Reverse Engineering 15 yr old electronics
Scott Stevens
chenmel at earthlink.net
Sun Nov 13 18:07:59 CST 2005
On Sun, 13 Nov 2005 22:29:29 +0000
Jules Richardson <julesrichardsonuk at yahoo.co.uk> wrote:
> John Elliott wrote:
> > Paul Koning <pkoning at equallogic.com> writes:
> > : The only way I can think of is to take a large piece of paper, draw
> > : the components (ICs, etc.), then trace each etch on the PCB. You
> > : might use a felt tip pen to put a dab of color on each pin whose
> > : connection you have marked on your drawing.
> >
> > If you've got a digital camera, take pictures of both sides of the PCB,
> > and you can then draw on the pictures using a graphics program.
>
> Duh, good plan :) Previously I've tried sticking boards on the scanner,
> but it doesn't cope well with the upperside due to raised chips - the
> image ends up out of focus and difficult to work with.
>
Depending on the depth of field of the scanner you use, you can get very good results scanning 'objects' that are 3-d.
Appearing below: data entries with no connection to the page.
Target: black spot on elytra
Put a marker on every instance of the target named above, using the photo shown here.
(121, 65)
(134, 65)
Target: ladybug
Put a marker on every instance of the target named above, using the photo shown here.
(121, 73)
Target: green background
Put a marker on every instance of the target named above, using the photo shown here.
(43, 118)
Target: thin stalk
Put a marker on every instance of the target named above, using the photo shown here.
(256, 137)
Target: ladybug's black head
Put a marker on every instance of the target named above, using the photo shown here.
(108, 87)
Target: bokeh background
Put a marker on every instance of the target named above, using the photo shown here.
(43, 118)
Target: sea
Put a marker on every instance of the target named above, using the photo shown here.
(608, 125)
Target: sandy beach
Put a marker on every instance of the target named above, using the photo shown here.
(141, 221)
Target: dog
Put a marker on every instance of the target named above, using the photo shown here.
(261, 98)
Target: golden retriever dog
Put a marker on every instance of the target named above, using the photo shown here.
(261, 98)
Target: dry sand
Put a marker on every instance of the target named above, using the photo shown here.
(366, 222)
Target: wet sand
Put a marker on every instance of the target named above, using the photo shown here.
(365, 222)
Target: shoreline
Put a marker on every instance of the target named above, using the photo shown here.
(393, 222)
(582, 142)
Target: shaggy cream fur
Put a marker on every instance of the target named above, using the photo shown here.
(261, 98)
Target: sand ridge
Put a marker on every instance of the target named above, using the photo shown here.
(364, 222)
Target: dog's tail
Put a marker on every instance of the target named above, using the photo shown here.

I have a scanner at work (that I got at a auction for $1) that has really good depth, that I often use instead of a camera to 'photograph' items. Just lay them on the glass and scan.
Many of the cheaper and newer scanners have terrible depth of field. Probably the cheap optics. The older-generation Hewlett-Packard scanners, which you can get cheap these days (and which require a SCSI controller) are usually pretty good.